They, however, cautioned that the move would only work if there was confidence that the ringgit stood a good chance to bounce back and strengthen vis-à-vis the US dollar in the future.

RHB Research Institute chief economist Lim Chee Sing described the move as “making sense”.

“It can benefit from the current US dollar/ringgit trade that is perceived to have overshot on the downside,” Lim said yesterday.

Prime Minister Datuk Seri Najib Razak yesterday urged GLCs and local firms to bring back liquid assets abroad and aid the country’s economic recovery.

Apart from boosting the domestic economy, Najib said the firms would enjoy a foreign exchange “surplus” due to the ringgit’s current value.

Over the past year, the ringgit has lost more than 20 per cent of its value against the US dollar and now hovers at around RM4.10 against the greenback.
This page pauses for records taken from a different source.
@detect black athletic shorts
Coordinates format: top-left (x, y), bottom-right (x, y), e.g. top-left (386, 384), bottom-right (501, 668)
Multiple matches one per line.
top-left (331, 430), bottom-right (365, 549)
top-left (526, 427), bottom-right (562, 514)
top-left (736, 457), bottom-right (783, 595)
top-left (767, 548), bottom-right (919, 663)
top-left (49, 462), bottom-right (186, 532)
Although the sharp drop was not unique as it was similarly observed in other commodities-driven countries such as Indonesia and Australia, Malaysia faces political uncertainties over the 1Malaysia Development Bhd issue.

Lim said the fall of the ringgit was evolving into a crisis of confidence.

“Fresh in our minds is the devaluation of the yuan and deepening commodity price slump, particularly oil and gas prices, where Malaysia is the only net oil and gas exporter in the region.

“There is renewed concern of the country’s fiscal position and the current account in the balance of payments.

“These, coupled with unresolved domestic issues and impending interest rate hike in the United States, suggest that the ringgit that have overshot in the downside may have a chance to overshoot even more in the near term,” he explained.

Lim said the current challenges were global in nature and not limited to Malaysia per se.

For example, Kazakhstan, the largest oil exporter in central Asia, recently decided to liberalise its tenge currency. When the tenge was allowed to float in the market, it collapsed more than 30 per cent against the strong US dollar. 

“I think there has to be a restoration of confidence in order for companies with surplus liquid assets overseas to divest and repatriate the proceeds back to Malaysia. Whether or not this can really translate to some positive impact and provide a support to stabilise the ringgit remains to be seen,” he said.

Malaysia University of Science and Technology School of Business Dean Dr Yeah Kim Leng agreed with Lim.

“ Yes, if GLCs were to sell off their liquid assets, it would have to be based on sound commercial decisions to leverage on currency translation gains.

“It would only make sense if the decision jives in with opportuned investments in Malaysia that can yield good returns in the future.”